# Sunday morning on the Chagrin



## toobnoob (Jun 1, 2010)

Just couldn't sleep in Sunday morning so I decided to dodge some thunderstorms and see what was biting on the upper chagrin. In spite of getting drenched twice the fishing was hot till 9:30 or so. 

With the river running as low as it is the upper parts where i fish can get pretty skinny. Anywhere there were rocks and at least a foot and half of water had fish. I was working a crayfish pattern slowly in the rocks and pools and the big boys had their feed bags on. Smallest fish was 15 inches the largest was 19.5, landed 5 lost another 3 and had a nice carp on but the hook pulled free.

The big boy


----------



## TheCream (Mar 19, 2009)

There is not much that is prettier than a big bronzeback!


----------



## txc35 (Mar 29, 2007)

That is one fine fish!! How far up river were you?


----------



## toobnoob (Jun 1, 2010)

txc35 said:


> That is one fine fish!! How far up river were you?

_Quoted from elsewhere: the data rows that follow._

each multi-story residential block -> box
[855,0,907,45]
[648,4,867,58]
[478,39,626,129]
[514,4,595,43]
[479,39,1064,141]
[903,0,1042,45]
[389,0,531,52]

I was a bit upstream form the polo fields, near where chagrin blvd. crosses the river.


----------



## BassAddict83 (Sep 21, 2010)

That sounds like an awesome morning and congrats on that beautiful fish! What kind of leader do you use with that crayfish fly?


----------



## toobnoob (Jun 1, 2010)

BassAddict83 said:


> That sounds like an awesome morning and congrats on that beautiful fish! What kind of leader do you use with that crayfish fly?


I make my own leaders cuz I'm cheep  3ft 20 lbs mono butt to 2.5 ft 14 lb mono, to 2 ft 8 lb mono and then 6 lb floro for the tippet. about 10 ft total.


----------